Leverage Caching To Cushion Our Database

Published in

julotech

8 min readNov 3, 2022

How proper caching implementation can alleviate the strain on database. Co-authored with Fathur Rohman.

Fetching and serving information around the web demands resources in the form of processing power and processing time. The bigger the data, the more expensive it costs, and the number increases the more users flock to your services. As the services attract more users, we must scale the system all the while maintaining its normal operation. For many startups, the expanding user base often means logical operations and queries that used to look passable will have to undergo changes to be more optimal. But there’s only so much you can do on code before teams find themselves worrying over micro-optimization and start a race of premature optimization, plus it takes a gigantic amount of effort to even evaluate where we should begin optimization out of the many services already released.

Facing similar problems, our engineers at JULO concluded that a caching strategy would allow us to alleviate strain in our database while simultaneously serving data faster. In this post, we detail our journey on initiating data caching to increase our capacity while reducing strain on the database.

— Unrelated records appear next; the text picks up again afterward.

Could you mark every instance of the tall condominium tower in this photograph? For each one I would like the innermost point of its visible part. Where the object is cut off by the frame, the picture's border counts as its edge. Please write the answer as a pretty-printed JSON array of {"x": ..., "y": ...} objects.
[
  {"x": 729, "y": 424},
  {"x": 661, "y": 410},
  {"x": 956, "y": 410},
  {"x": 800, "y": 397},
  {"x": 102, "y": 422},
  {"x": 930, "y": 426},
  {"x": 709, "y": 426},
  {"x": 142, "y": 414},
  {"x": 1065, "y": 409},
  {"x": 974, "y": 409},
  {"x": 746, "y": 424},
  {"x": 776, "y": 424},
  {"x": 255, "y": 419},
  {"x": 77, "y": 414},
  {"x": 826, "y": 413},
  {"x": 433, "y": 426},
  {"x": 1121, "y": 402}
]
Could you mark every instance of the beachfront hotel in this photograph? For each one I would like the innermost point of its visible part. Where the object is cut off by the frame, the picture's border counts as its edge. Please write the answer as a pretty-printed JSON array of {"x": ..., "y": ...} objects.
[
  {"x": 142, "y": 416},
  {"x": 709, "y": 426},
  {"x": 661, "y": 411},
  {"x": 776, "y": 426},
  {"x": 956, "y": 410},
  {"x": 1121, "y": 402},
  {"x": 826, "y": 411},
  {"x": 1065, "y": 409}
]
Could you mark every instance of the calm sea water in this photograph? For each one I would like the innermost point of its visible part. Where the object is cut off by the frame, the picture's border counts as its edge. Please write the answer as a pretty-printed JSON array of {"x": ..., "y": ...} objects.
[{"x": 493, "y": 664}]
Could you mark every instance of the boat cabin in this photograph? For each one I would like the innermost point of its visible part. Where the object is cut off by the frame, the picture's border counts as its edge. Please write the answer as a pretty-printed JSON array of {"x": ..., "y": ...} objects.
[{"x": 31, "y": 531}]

What is caching? Assume that there’s a book that you want to read in the library, rather than going to the library every time you want to read it you’d probably borrow the book and keep it on your shelf instead. Now you won’t have to waste transportation fees and commuting time revisiting the library. In this analogy, the library would be the database and the shelf is the cache. Simply put, caching stores frequently requested items closer to people who want them, thus increasing access speed and reducing expended resources.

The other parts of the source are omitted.